28- Rapport d’activité du Syndicat Intercommunal de Restauration Collective pour l’année 2020.En fin de séance, des questions diverses sont évoquées et en particulier la question de l’adhésion de la commune au SIRESCO (syndicat intercommunal pour la restauration scolaire).

Madame Fily Keita, notamment, fait l’éloge de ce service public et questionne le Maire sur ses intentions.

Le Maire répond que de 2011 à 2020, les dysfonctionnements de ce service public, connus de tous, n’ont pas donné lieu à des changements susceptibles de les réduire.
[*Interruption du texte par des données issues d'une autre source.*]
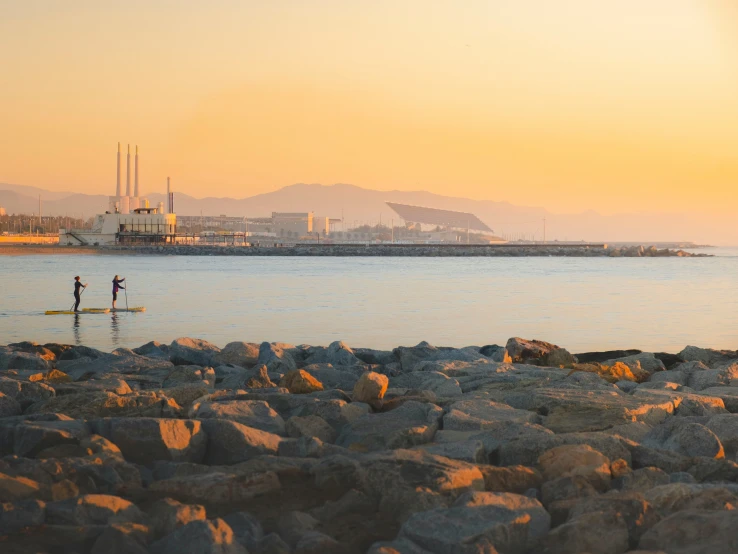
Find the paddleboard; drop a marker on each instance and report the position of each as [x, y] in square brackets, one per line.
[87, 311]
[136, 309]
Il rappelle à cet égard les critiques, vives, de Monsieur Bouyssou, Maire d’Ivry-sur-Seine et Président du SIRESCO, adressées à la direction de ce syndicat et il signale que les communes de La queue-en-Brie et de Choisy-le-Roi ont récemment annoncé leur intention de le quitter.

Toutefois il note que, depuis un an, suite aux pressions exercées, des améliorations ont été enregistrées, qu’il juge, à ce stade, encore trop récentes pour pouvoir se prononcer définitivement sur le renouvellement de l’adhésion de Champigny.

Il précise donc que « rien n’est arrêté » et que les discussions se poursuivent afin d’explorer les possibilités « de construire un avenir ensemble » avec ce syndicat.